Modern alternative to inline Camlp4/5 parsers

I used to write inline parsers like this using Camlp4 (now Camlp5, I think):

open Camlp4.PreCast

let expr = Gram.Entry.mk "expr"
let defn = Gram.Entry.mk "defn"
let prog = Gram.Entry.mk "prog"

EXTEND Gram
  expr:
  [ [ "if"; p = expr; "then"; t = expr; "else"; f = expr ->
        If(p, t, f) ]
  | [ e1 = expr; "<="; e2 = expr -> BinOp(`Leq, e1, e2) ]
  | [ e1 = expr; "+"; e2 = expr -> BinOp(`Add, e1, e2)
    | e1 = expr; "-"; e2 = expr -> BinOp(`Sub, e1, e2) ]
  | [ f = expr; x = expr -> Apply(f, x) ]
  | [ v = LIDENT -> Var v
    | n = INT -> Int(int_of_string n)
    | "("; e = expr; ")" -> e ] ];
  defn:
  [ [ "let"; "rec"; f = LIDENT; x = LIDENT; "="; body = expr ->
        LetRec(f, x, body) ] ];
  prog:
  [ [ defns = LIST0 defn; "do"; run = expr -> defns, run ] ];
END

This was one of the best things about OCaml.
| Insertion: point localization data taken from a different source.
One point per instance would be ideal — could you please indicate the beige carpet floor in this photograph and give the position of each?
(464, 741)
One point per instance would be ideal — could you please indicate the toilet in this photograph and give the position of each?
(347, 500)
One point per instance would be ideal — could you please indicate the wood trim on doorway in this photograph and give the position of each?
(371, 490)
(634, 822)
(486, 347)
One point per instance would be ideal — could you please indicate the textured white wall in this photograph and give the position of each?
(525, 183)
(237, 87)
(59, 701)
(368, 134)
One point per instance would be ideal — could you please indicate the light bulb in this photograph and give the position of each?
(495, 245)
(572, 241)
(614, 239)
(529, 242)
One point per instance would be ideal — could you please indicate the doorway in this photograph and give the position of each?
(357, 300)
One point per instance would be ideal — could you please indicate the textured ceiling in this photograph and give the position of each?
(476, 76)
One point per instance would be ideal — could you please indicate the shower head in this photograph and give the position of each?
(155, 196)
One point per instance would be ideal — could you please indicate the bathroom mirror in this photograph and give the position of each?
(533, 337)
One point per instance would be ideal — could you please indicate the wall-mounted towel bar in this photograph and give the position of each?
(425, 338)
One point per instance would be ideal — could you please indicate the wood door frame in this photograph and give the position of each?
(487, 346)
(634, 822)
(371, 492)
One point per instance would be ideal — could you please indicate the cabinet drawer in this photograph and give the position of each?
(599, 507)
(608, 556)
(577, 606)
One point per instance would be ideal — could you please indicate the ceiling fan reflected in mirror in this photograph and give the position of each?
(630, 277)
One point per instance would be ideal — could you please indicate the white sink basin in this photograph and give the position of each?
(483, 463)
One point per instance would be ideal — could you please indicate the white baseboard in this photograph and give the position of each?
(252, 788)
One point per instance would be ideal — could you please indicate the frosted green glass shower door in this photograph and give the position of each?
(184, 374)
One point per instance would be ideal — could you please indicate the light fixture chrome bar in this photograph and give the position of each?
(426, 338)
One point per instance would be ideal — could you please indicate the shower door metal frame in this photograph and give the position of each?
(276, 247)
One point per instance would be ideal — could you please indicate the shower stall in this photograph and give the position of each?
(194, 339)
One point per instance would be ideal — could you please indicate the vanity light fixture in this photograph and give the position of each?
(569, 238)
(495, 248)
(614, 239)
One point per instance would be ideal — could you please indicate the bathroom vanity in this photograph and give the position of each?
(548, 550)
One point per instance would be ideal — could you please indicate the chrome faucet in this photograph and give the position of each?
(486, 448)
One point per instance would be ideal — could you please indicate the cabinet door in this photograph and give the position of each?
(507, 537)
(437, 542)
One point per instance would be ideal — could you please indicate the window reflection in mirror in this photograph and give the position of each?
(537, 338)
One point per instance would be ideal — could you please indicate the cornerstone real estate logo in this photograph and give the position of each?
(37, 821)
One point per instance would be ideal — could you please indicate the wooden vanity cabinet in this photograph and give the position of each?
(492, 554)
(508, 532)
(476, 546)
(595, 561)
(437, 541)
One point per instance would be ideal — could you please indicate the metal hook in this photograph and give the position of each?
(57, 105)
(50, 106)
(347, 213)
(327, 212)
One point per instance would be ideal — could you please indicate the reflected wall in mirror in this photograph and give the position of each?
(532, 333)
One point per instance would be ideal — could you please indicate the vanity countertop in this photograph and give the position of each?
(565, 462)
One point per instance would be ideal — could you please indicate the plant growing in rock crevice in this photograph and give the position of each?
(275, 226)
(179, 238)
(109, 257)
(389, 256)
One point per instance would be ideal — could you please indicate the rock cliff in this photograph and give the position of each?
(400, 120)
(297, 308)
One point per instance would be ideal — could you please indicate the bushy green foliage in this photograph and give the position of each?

For example, see LLVM: A native-code compiler for MiniML in ~100LOC (2007).

I’m just trying to get back into it but, since then, Camlp4 was renamed to Camlp5 and a new Camlp4 replaced that but was dropped in 2017 in favor of PPX but PPX only seems to do a tiny fraction of what Camlp4 did and, in particular, I cannot find any information about how to write inline parsers using PPX.

So, how do I write inline parsers in modern OCaml?

1 Like

Camlp4 is still maintained and is easily available through OPAM.

You are totally right that PPX is a less powerful solution, but at the moment there is no proper successor to Camlp4 (which was dropped for good reasons).

As for inline parsers, consider parsec-style combinators, which have certain downsides, but are good enough for many use cases.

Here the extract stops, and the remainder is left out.